Hyperliquid has been added to the MAS's Investor Alert List (IAL). IAL listing does not constitute a ban, an enforcement action, or a finding of wrongdoing. The IAL provides a list of entities that, based on information available to MAS, may be wrongly perceived as being licensed…
— Hyperliquid (@HyperliquidX) June 26, 2026
"The regulator's list includes many major exchanges and DeFi protocols. Hyperliquid is a publicly accessible infrastructure. It does not have, and has never claimed to have, a license or authorization from MAS, and no one should consider it as such. Nothing has changed on the network. As with other open-access blockchains, users hold their own assets, and transactions are processed transparently," the platform team noted.
Notably, since the beginning of summer, the centralized exchanges KuCoin and Bitget have also appeared on this same list. This demonstrates MAS's systematic approach: both CEXs and DeFi protocols come under scrutiny if they could be mistakenly perceived as licensed.
Recall that in June 2025, MAS tightened rules, requiring all crypto companies to obtain a digital token service provider license or cease serving foreign clients. Hyperliquid, being a decentralized platform, formally does not fall under this requirement, but the regulator clearly wants to dispel any illusions about the "regulability" of such projects.

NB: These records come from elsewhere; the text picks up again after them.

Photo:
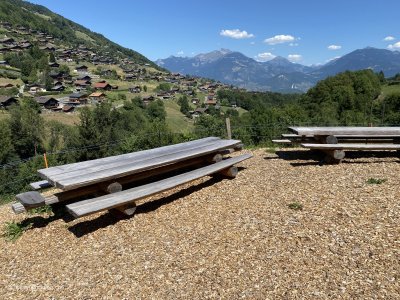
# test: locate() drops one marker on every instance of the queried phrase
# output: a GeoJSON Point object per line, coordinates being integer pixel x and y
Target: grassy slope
{"type": "Point", "coordinates": [390, 89]}
{"type": "Point", "coordinates": [176, 121]}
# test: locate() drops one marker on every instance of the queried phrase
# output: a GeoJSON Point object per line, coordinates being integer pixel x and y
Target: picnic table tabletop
{"type": "Point", "coordinates": [347, 130]}
{"type": "Point", "coordinates": [76, 175]}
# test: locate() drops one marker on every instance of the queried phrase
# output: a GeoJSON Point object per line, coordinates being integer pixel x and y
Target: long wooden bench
{"type": "Point", "coordinates": [355, 146]}
{"type": "Point", "coordinates": [110, 175]}
{"type": "Point", "coordinates": [127, 197]}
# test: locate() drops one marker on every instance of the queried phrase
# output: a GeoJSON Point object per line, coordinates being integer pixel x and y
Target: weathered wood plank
{"type": "Point", "coordinates": [282, 141]}
{"type": "Point", "coordinates": [45, 173]}
{"type": "Point", "coordinates": [353, 146]}
{"type": "Point", "coordinates": [104, 186]}
{"type": "Point", "coordinates": [78, 179]}
{"type": "Point", "coordinates": [31, 199]}
{"type": "Point", "coordinates": [38, 185]}
{"type": "Point", "coordinates": [85, 207]}
{"type": "Point", "coordinates": [144, 156]}
{"type": "Point", "coordinates": [371, 131]}
{"type": "Point", "coordinates": [19, 208]}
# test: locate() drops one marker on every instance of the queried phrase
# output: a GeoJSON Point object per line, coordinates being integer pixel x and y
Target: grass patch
{"type": "Point", "coordinates": [376, 180]}
{"type": "Point", "coordinates": [295, 206]}
{"type": "Point", "coordinates": [177, 121]}
{"type": "Point", "coordinates": [13, 230]}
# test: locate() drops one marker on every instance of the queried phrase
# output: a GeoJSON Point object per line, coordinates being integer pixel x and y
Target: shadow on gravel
{"type": "Point", "coordinates": [42, 221]}
{"type": "Point", "coordinates": [83, 228]}
{"type": "Point", "coordinates": [314, 157]}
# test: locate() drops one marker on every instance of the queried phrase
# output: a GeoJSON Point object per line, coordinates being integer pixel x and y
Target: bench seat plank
{"type": "Point", "coordinates": [352, 146]}
{"type": "Point", "coordinates": [144, 156]}
{"type": "Point", "coordinates": [31, 199]}
{"type": "Point", "coordinates": [86, 207]}
{"type": "Point", "coordinates": [282, 141]}
{"type": "Point", "coordinates": [371, 131]}
{"type": "Point", "coordinates": [80, 179]}
{"type": "Point", "coordinates": [82, 166]}
{"type": "Point", "coordinates": [38, 185]}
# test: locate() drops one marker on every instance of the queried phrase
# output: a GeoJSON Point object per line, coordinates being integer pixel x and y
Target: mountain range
{"type": "Point", "coordinates": [278, 74]}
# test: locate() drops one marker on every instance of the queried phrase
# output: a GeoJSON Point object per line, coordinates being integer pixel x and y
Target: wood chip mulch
{"type": "Point", "coordinates": [226, 239]}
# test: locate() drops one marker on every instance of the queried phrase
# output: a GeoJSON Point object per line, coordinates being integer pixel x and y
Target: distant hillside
{"type": "Point", "coordinates": [368, 58]}
{"type": "Point", "coordinates": [35, 17]}
{"type": "Point", "coordinates": [278, 74]}
{"type": "Point", "coordinates": [239, 70]}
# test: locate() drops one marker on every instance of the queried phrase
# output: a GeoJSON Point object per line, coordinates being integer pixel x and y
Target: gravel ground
{"type": "Point", "coordinates": [226, 239]}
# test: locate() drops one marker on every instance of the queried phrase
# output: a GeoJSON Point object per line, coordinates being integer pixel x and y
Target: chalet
{"type": "Point", "coordinates": [48, 47]}
{"type": "Point", "coordinates": [36, 88]}
{"type": "Point", "coordinates": [7, 101]}
{"type": "Point", "coordinates": [58, 88]}
{"type": "Point", "coordinates": [86, 77]}
{"type": "Point", "coordinates": [211, 102]}
{"type": "Point", "coordinates": [148, 99]}
{"type": "Point", "coordinates": [135, 89]}
{"type": "Point", "coordinates": [68, 108]}
{"type": "Point", "coordinates": [54, 65]}
{"type": "Point", "coordinates": [199, 111]}
{"type": "Point", "coordinates": [25, 46]}
{"type": "Point", "coordinates": [6, 85]}
{"type": "Point", "coordinates": [7, 41]}
{"type": "Point", "coordinates": [97, 97]}
{"type": "Point", "coordinates": [56, 75]}
{"type": "Point", "coordinates": [82, 83]}
{"type": "Point", "coordinates": [78, 98]}
{"type": "Point", "coordinates": [47, 102]}
{"type": "Point", "coordinates": [82, 69]}
{"type": "Point", "coordinates": [102, 86]}
{"type": "Point", "coordinates": [107, 73]}
{"type": "Point", "coordinates": [130, 77]}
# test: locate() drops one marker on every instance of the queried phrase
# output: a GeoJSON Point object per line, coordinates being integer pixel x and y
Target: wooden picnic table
{"type": "Point", "coordinates": [346, 131]}
{"type": "Point", "coordinates": [108, 176]}
{"type": "Point", "coordinates": [335, 140]}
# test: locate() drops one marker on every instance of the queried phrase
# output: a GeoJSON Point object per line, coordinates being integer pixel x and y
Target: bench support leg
{"type": "Point", "coordinates": [334, 156]}
{"type": "Point", "coordinates": [231, 172]}
{"type": "Point", "coordinates": [125, 210]}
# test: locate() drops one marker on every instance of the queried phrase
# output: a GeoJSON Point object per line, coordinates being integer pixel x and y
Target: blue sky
{"type": "Point", "coordinates": [307, 32]}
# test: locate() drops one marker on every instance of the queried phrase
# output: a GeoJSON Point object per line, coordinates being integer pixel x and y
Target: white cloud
{"type": "Point", "coordinates": [395, 46]}
{"type": "Point", "coordinates": [334, 47]}
{"type": "Point", "coordinates": [236, 34]}
{"type": "Point", "coordinates": [279, 39]}
{"type": "Point", "coordinates": [389, 38]}
{"type": "Point", "coordinates": [266, 56]}
{"type": "Point", "coordinates": [295, 57]}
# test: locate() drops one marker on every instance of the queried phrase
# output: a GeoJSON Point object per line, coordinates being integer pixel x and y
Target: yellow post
{"type": "Point", "coordinates": [45, 160]}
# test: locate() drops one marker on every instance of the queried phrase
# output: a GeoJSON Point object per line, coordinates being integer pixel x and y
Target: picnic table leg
{"type": "Point", "coordinates": [334, 156]}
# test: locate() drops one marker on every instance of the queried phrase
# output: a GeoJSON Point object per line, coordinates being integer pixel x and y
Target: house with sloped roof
{"type": "Point", "coordinates": [102, 86]}
{"type": "Point", "coordinates": [97, 97]}
{"type": "Point", "coordinates": [7, 101]}
{"type": "Point", "coordinates": [47, 102]}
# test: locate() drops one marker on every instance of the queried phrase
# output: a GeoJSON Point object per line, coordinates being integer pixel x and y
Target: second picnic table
{"type": "Point", "coordinates": [108, 176]}
{"type": "Point", "coordinates": [335, 140]}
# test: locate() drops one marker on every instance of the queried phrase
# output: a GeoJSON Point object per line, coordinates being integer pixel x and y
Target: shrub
{"type": "Point", "coordinates": [13, 230]}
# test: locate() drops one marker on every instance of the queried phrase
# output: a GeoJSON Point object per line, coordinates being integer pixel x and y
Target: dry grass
{"type": "Point", "coordinates": [226, 239]}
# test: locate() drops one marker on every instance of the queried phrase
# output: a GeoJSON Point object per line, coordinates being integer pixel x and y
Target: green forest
{"type": "Point", "coordinates": [349, 98]}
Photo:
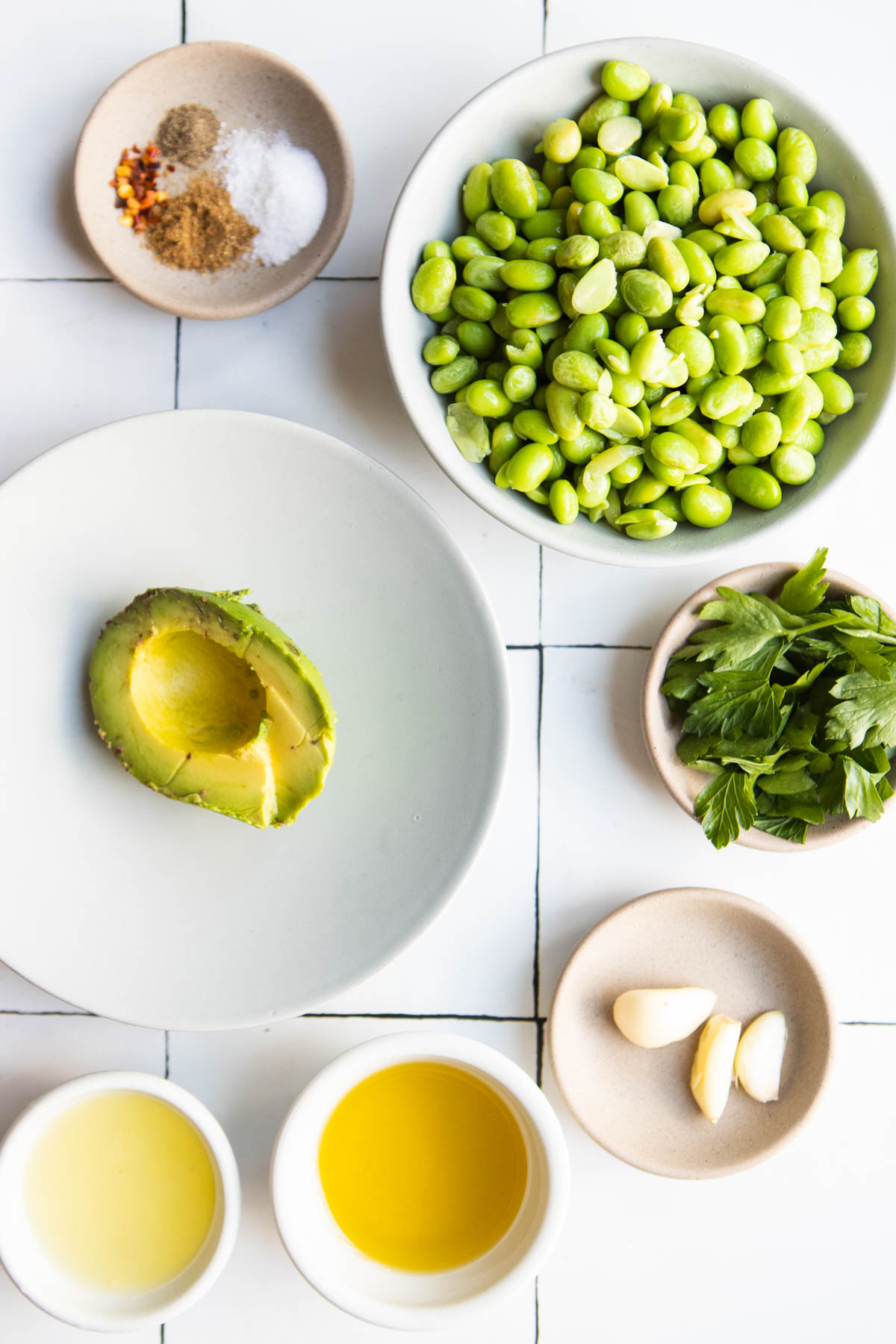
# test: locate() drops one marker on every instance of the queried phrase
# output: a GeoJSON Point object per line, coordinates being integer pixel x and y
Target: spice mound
{"type": "Point", "coordinates": [200, 230]}
{"type": "Point", "coordinates": [188, 134]}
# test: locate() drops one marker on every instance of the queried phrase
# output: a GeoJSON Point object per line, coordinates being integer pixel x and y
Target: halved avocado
{"type": "Point", "coordinates": [206, 700]}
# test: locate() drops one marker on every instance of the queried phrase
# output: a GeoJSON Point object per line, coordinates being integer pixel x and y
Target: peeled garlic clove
{"type": "Point", "coordinates": [761, 1055]}
{"type": "Point", "coordinates": [653, 1018]}
{"type": "Point", "coordinates": [714, 1065]}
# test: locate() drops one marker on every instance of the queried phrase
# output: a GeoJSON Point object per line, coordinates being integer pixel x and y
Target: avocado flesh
{"type": "Point", "coordinates": [206, 700]}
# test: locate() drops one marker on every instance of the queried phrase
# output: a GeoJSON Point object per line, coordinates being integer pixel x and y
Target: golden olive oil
{"type": "Point", "coordinates": [423, 1167]}
{"type": "Point", "coordinates": [121, 1192]}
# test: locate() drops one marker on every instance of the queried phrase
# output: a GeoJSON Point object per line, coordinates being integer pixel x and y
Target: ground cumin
{"type": "Point", "coordinates": [188, 134]}
{"type": "Point", "coordinates": [200, 230]}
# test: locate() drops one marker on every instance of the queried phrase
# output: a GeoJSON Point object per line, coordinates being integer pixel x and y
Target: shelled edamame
{"type": "Point", "coordinates": [655, 322]}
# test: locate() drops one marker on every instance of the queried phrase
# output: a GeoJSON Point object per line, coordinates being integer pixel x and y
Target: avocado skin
{"type": "Point", "coordinates": [267, 781]}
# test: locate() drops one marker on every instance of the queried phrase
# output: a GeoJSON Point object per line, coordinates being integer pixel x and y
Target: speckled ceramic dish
{"type": "Point", "coordinates": [637, 1102]}
{"type": "Point", "coordinates": [246, 87]}
{"type": "Point", "coordinates": [662, 729]}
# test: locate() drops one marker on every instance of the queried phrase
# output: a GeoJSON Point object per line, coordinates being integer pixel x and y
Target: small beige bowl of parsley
{"type": "Point", "coordinates": [768, 706]}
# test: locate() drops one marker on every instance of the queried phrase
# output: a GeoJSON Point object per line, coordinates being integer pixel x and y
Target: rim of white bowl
{"type": "Point", "coordinates": [477, 484]}
{"type": "Point", "coordinates": [18, 1144]}
{"type": "Point", "coordinates": [316, 1104]}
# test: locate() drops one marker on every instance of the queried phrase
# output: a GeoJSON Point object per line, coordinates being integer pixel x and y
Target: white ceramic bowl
{"type": "Point", "coordinates": [390, 1297]}
{"type": "Point", "coordinates": [508, 119]}
{"type": "Point", "coordinates": [28, 1265]}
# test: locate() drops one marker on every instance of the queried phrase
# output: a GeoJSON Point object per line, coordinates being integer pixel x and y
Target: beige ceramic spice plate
{"type": "Point", "coordinates": [662, 729]}
{"type": "Point", "coordinates": [637, 1102]}
{"type": "Point", "coordinates": [246, 87]}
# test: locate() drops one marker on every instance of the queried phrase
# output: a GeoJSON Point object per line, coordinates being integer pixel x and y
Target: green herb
{"type": "Point", "coordinates": [788, 705]}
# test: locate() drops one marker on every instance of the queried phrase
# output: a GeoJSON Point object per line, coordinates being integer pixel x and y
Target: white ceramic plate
{"type": "Point", "coordinates": [161, 914]}
{"type": "Point", "coordinates": [508, 119]}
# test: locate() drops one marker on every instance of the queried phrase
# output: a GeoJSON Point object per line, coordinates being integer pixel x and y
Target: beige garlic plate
{"type": "Point", "coordinates": [245, 87]}
{"type": "Point", "coordinates": [637, 1102]}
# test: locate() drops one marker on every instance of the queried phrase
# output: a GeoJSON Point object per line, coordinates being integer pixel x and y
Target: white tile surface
{"type": "Point", "coordinates": [798, 1249]}
{"type": "Point", "coordinates": [612, 833]}
{"type": "Point", "coordinates": [249, 1080]}
{"type": "Point", "coordinates": [319, 359]}
{"type": "Point", "coordinates": [55, 60]}
{"type": "Point", "coordinates": [35, 1055]}
{"type": "Point", "coordinates": [74, 356]}
{"type": "Point", "coordinates": [394, 73]}
{"type": "Point", "coordinates": [448, 969]}
{"type": "Point", "coordinates": [642, 1260]}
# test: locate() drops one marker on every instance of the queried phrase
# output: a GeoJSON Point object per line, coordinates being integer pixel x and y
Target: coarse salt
{"type": "Point", "coordinates": [277, 187]}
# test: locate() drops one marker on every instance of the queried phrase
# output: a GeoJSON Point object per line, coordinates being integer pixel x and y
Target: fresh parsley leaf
{"type": "Point", "coordinates": [871, 615]}
{"type": "Point", "coordinates": [726, 806]}
{"type": "Point", "coordinates": [865, 655]}
{"type": "Point", "coordinates": [788, 781]}
{"type": "Point", "coordinates": [788, 828]}
{"type": "Point", "coordinates": [849, 788]}
{"type": "Point", "coordinates": [735, 702]}
{"type": "Point", "coordinates": [746, 632]}
{"type": "Point", "coordinates": [805, 591]}
{"type": "Point", "coordinates": [865, 712]}
{"type": "Point", "coordinates": [682, 680]}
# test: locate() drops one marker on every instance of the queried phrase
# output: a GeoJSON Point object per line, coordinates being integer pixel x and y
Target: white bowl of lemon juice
{"type": "Point", "coordinates": [119, 1201]}
{"type": "Point", "coordinates": [418, 1179]}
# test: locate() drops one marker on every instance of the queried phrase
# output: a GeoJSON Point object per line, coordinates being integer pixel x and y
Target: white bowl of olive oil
{"type": "Point", "coordinates": [119, 1201]}
{"type": "Point", "coordinates": [420, 1179]}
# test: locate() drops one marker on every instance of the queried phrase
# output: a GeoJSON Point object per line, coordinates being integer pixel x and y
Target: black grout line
{"type": "Point", "coordinates": [176, 363]}
{"type": "Point", "coordinates": [57, 280]}
{"type": "Point", "coordinates": [630, 648]}
{"type": "Point", "coordinates": [536, 962]}
{"type": "Point", "coordinates": [425, 1016]}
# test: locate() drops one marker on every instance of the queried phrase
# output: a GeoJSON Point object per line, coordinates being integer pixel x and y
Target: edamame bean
{"type": "Point", "coordinates": [485, 396]}
{"type": "Point", "coordinates": [856, 314]}
{"type": "Point", "coordinates": [527, 275]}
{"type": "Point", "coordinates": [625, 249]}
{"type": "Point", "coordinates": [833, 208]}
{"type": "Point", "coordinates": [494, 228]}
{"type": "Point", "coordinates": [528, 467]}
{"type": "Point", "coordinates": [630, 329]}
{"type": "Point", "coordinates": [741, 304]}
{"type": "Point", "coordinates": [665, 260]}
{"type": "Point", "coordinates": [724, 396]}
{"type": "Point", "coordinates": [754, 487]}
{"type": "Point", "coordinates": [534, 309]}
{"type": "Point", "coordinates": [802, 279]}
{"type": "Point", "coordinates": [723, 124]}
{"type": "Point", "coordinates": [855, 349]}
{"type": "Point", "coordinates": [756, 159]}
{"type": "Point", "coordinates": [514, 188]}
{"type": "Point", "coordinates": [793, 465]}
{"type": "Point", "coordinates": [476, 339]}
{"type": "Point", "coordinates": [857, 276]}
{"type": "Point", "coordinates": [561, 140]}
{"type": "Point", "coordinates": [782, 234]}
{"type": "Point", "coordinates": [704, 505]}
{"type": "Point", "coordinates": [433, 284]}
{"type": "Point", "coordinates": [741, 258]}
{"type": "Point", "coordinates": [782, 317]}
{"type": "Point", "coordinates": [761, 436]}
{"type": "Point", "coordinates": [470, 302]}
{"type": "Point", "coordinates": [454, 376]}
{"type": "Point", "coordinates": [836, 391]}
{"type": "Point", "coordinates": [647, 293]}
{"type": "Point", "coordinates": [625, 81]}
{"type": "Point", "coordinates": [797, 156]}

My analysis: The inclusion of Hyperliquid in the IAL is a signal, not a sanction. MAS continues to clear the information field so that investors clearly understand: DeFi protocols operating without a license are a zone of full user responsibility. For the platform itself, this is no more than reputational noise, but for the market, it is another reminder: regulators are not sleeping and are ready to label even the most technologically advanced projects. Hyperliquid, like other DeFi giants, must now more actively explain its nature to users to avoid misunderstandings.